Japan's Contrarian Retail Investors Ditch Emerging Currencies

(Bloomberg) -- Japan’s contrarian retail investors have cut long positions in emerging-market currencies -- right at the time monetary easing in developed economies suggests they do the opposite.

In a move that’s at odds with their tendency to chase high yields, these investors are turning cautious on the currencies like the South Africa rand and the Turkish lira. This is even as many of the signs emanating from the Federal Reserve and European Central Bank point to a widening spread in yields with developed markets.

Japan's Retail Investors Cut Emerging-Market Currency Longs

The ratio of long positions to shorts in the rand, lira, Mexican peso and the Polish zloty contracted to the lowest level since September last week, based on data compiled by Bloomberg from Tokyo Financial Exchange Inc. The ratio has ticked up slightly since then, but it is still far below levels seen in June.

Normally, the time would be ripe for Japanese retail investors to buy high-yielding currencies on dips and to focus on swap points, or carry.

But the recent strength in the dollar has given people reason for caution, according to Takuya Kanda, general manager at Gaitame.com Research Institute Ltd. in Tokyo, which caters to retail investors.

There is a view that the likely rate cut by the Fed this week bolsters the U.S. economy, helping the greenback retain its advantage as a high-yielding developed-nation currency, said Kanda.

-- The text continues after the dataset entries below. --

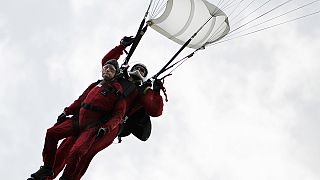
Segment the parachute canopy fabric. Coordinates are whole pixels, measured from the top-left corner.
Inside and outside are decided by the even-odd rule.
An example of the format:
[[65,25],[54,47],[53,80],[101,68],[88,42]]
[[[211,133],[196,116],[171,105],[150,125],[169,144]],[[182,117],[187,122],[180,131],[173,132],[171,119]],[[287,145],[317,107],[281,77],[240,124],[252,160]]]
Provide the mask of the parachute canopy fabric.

The Bloomberg Dollar Spot Index has rallied 1.4% in July, the biggest monthly gain since October, after bets of a 50 basis point move by the Fed faded in favor of a quarter-point reduction.

Societe Generale SA also disagreed with the “consensus” belief that a Fed easing cycle will be bullish for emerging-market currencies.

The market has already priced in around four rate cuts through mid-2020, which already helped these currencies stabilize, Jason Daw, head of emerging-markets strategy at Societe Generale, wrote in a note on Tuesday. Many central banks in developing economies are showing a willingness to ease policy, with the spread between emerging-market yields and Treasuries at a decade low, he said.

Japan's Retail Investors Cut Emerging-Market Currency Longs

The rand has seen the steepest reduction in bullish wagers among the four emerging-market currencies amid deep problems at state power firm Eskom Holdings SOC Ltd. and concern about the nation’s fiscal outlook. The long/short ratio on the rand dropped to 8.80 as of July 30, from a high of 18.84 in mid-June, the exchange data showed.

The ratio for the lira has been trending lower since March, declining from 9.52 to 4.38. Rates intrigue has been at the fore in Turkey, with President Recep Tayyip Erdogan replacing the central bank chief as part of a push to lower borrowing costs.

Japan's Retail Investors Cut Emerging-Market Currency Longs

While dollar interest rates over 2% are appealing given uncertainty in many countries, emerging-market currencies still offer more and may lure back Japanese retail investors.

The Bank of Japan also gave them a reminder on Tuesday that the dire state of yields at home won’t be changing until at least around spring of next year, which will undoubtedly add to the swelling pile of negative-yielding debt around the world.

“I expect carry demand to pick up,” said Hosui Orihara, a senior economist at Mizuho Securities Co. in Tokyo. “With the Fed set to cut rates and ECB turning dovish, emerging-market currencies are likely to be a preferred choice.”